Ongoing formative evaluation suggests that the design features in OVERT-MED can mitigate the two problems mentioned above. We tested OVERT-MED with a small group of users who are not domain-experts, and our proposal to use a formal ontology to help users articulate their information needs does seem to be useful. As mentioned previously, different types of users are known to search the scientific literature, many of which are not domain experts. For example, pediatricians often try to identify abnormal phenotypes in patients before referring them to a clinical geneticist. However, because they are not domain experts, pediatricians may not have very extensive knowledge and vocabulary of phenotypes. Even if they search the literature to identify phenotype names (eg, via PubMed), they may still not find phenotypes that are related to one another. As another example, patients are known to search the literature to learn more about their own conditions. As they are not domain experts, patients could also benefit from having access to an ontology such as HPO to help them build domain-specific knowledge and vocabulary. Thus, testing with users who are not domain experts can give an indication of the usefulness of our design strategies.

In our testing, we noticed that although an ontology can help users develop more appropriate vocabulary, users do not necessarily develop a good understanding of the ontology itself. As a robust mental model of the ontology may lead to even better search performance (eg, by knowing which entities are highly connected to others, knowing relationships among entities at multiple levels of abstraction, and so on), we have decided to pursue a solution to this as future work (see Future Work section). In addition, our multistage triaging shows promise in mitigating the information overload problem. Users were able to go back and forth through the triaging stages to satisfy information needs without being overwhelmed by long lists of documents.

Limitations

There is 1 current limitation of OVERT-MED that should be noted: the MEDLINE data are limited to metadata and abstract text only, and do not include full texts. This is simply because the NLM does not release full-texts due to copyright issues. There is little we can do to address this issue.
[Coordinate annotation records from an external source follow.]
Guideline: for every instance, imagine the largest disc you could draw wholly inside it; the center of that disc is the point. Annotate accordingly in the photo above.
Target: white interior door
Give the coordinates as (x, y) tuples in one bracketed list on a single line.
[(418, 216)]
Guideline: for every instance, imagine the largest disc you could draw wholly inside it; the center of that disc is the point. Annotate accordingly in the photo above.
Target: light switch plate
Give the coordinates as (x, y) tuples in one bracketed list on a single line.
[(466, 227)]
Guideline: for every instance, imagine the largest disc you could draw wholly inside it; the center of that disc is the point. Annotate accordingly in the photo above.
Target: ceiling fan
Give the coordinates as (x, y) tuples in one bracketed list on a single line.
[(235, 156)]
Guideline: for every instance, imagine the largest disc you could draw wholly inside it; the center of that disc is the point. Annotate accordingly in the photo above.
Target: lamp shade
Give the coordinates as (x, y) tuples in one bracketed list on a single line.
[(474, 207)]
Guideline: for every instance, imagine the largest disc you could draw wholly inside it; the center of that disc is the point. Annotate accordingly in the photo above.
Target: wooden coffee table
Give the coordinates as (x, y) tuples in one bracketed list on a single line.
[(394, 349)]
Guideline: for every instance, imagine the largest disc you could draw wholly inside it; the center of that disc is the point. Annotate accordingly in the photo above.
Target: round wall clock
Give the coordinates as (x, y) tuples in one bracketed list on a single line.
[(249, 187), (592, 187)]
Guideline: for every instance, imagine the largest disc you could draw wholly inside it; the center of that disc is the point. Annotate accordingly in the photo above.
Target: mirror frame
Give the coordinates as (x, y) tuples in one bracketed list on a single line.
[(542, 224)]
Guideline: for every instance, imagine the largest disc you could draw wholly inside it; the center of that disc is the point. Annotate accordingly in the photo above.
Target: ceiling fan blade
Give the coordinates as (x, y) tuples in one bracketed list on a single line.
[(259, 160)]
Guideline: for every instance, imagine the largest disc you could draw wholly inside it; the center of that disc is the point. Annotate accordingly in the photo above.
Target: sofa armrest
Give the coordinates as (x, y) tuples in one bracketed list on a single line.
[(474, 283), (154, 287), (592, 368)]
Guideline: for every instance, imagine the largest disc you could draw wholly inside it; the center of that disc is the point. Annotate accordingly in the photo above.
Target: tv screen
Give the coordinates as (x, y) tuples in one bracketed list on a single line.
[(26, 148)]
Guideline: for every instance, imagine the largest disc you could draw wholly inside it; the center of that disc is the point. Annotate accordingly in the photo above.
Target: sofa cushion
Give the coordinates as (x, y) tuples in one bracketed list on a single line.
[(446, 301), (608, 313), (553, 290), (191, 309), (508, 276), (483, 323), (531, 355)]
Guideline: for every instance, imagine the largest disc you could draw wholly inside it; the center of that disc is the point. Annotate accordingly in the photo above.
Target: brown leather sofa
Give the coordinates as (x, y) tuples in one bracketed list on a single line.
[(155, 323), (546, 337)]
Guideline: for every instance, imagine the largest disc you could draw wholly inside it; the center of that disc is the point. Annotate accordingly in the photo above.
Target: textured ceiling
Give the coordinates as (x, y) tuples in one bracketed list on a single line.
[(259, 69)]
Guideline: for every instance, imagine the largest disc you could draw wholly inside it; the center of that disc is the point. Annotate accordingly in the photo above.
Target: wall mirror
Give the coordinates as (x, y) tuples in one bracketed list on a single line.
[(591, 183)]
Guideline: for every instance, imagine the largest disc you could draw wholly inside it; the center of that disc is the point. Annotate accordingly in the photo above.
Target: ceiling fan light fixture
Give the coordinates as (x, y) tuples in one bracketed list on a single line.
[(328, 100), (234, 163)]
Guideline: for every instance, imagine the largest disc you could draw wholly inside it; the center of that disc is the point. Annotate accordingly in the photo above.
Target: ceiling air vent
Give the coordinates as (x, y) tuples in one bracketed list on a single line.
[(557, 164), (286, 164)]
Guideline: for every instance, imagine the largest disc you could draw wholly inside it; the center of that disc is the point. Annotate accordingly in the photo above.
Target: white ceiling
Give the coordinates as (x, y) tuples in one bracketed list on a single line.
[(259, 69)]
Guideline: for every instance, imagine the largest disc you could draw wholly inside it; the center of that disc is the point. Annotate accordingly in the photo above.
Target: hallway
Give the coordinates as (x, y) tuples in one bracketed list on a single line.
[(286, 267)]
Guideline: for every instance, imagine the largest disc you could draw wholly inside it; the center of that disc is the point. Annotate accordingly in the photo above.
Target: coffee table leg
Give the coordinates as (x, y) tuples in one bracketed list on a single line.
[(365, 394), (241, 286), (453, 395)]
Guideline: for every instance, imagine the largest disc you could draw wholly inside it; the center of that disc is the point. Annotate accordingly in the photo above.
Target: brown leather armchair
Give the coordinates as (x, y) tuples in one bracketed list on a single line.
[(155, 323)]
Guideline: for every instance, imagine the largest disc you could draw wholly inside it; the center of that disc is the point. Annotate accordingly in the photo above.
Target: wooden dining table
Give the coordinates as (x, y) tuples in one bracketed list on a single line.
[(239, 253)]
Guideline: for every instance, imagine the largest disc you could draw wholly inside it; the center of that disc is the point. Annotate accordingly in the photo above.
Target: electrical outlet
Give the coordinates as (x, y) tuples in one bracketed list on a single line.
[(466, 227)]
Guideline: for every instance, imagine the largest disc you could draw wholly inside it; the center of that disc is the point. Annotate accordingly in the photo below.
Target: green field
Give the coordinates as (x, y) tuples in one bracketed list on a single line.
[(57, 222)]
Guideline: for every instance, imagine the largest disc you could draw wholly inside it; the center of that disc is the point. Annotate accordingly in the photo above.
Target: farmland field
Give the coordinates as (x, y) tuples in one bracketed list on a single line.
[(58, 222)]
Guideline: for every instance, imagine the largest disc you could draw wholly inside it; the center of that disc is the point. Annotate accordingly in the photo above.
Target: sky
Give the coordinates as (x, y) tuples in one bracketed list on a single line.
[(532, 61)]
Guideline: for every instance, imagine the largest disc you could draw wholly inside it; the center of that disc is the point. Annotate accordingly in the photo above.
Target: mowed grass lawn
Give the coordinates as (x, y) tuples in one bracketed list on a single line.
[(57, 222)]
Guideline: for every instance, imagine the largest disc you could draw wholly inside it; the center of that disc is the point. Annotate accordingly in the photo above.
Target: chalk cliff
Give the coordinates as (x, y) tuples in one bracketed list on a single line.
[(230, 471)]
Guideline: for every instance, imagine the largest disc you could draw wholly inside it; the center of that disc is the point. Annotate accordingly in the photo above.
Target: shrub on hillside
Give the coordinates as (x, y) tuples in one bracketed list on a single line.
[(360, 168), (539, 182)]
Empirical evidence, however, does suggest that the document title and abstract are among the most important features of a document in determining its relevance [37], so perhaps it is not a critical limitation.

Future Work

We envision at least three lines of valuable future research:

First, developing interactive visualization techniques to support ontology sensemaking. The intention behind the current version of OVERT-MED is to help address the common problem of lack of adequate vocabulary. Although OVERT-MED appears to support users in improving their search terms and potentially developing some domain knowledge, it does not necessarily support users in making sense of the ontology itself—that is, understanding its size, organization, types of relationships, significant and insignificant entities, and so on. Interactive visualizations of ontologies may enhance search and triaging activities. Second, testing OVERT-MED with different ontologies in different contexts. This will help assess the transferability of the design features of OVERT-MED. Third, conducting formal testing of OVERT-MED. Although our informal testing has been useful, more formal testing will provide validation of the design strategies.

Conclusions

We have developed a Web-based interactive visualization tool, OVERT-MED, to address two common problems in exploratory search—namely, the lack of adequate vocabulary to construct useful queries and the difficulty of dealing with very large result sets. The novelty of our approach is in the combination of (1) using an ontology to help build domain-specific knowledge and vocabulary when users need to be kept “in the loop” and (2) providing multistage triaging support using interactive visualizations to help mitigate the information overload problem. We anticipate these ideas can be applied successfully in other contexts where either of these issues exists.

This research has been supported financially by the Natural Sciences and Engineering Council of Canada.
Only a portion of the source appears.